Seems like NORP might be worth ruling out also. At this point I am starting to wonder if it is less about NLP labels we don't care about, and more about the few we DO care about. Interestingly, the first appearance of a topic that feels "trivial" in nature is "The Clue Crew" with 357 occurrences in questions.
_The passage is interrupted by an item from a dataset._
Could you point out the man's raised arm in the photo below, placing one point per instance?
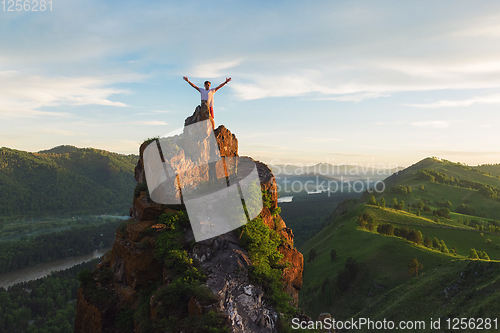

Let's take a look at those results and see how it is labeled. "The Clue Crew", obviously the group from the Nancy Drew childrens book series, is labeld as an "ORG". Logically seems like if we care about organizations, we also care about people.

In [52]:
import mysql.connector

mydb = mysql.connector.connect(
  host="localhost",
  user="service",
  password="jeopardy!",
)

cursor = mydb.cursor()
cursor.execute(
    "SELECT named_entity.name, COUNT(*) FROM jeapordy_questions.question_named_entity " + 
    "LEFT JOIN jeapordy_questions.named_entity " +
    "ON jeapordy_questions.question_named_entity.named_entity = jeapordy_questions.named_entity.name " +
    "WHERE jeapordy_questions.named_entity.type = 'ORG' OR jeapordy_questions.named_entity.type = 'PERSON'" +
    "GROUP BY named_entity ORDER BY COUNT(*) DESC LIMIT 10;")

for r in cursor:
    print(str(r))

cursor.close()

('congress', 388)
('nyc', 359)
('the clue crew', 357)
('shakespeare', 287)
('jesus', 274)
('senate', 257)
('sarah', 232)
('house', 220)
('nba', 219)
('john', 210)


True

By merging our two queries together, paying attention to occurrences of entities by name as long as their label is either a person or an organization, we can quickly see that a student of the game (or any well-rounded individual I suppose) would benefit by reading up on the U.S. Congress, the city of new york, Nancy Drew, Shakespeare, and Jesus.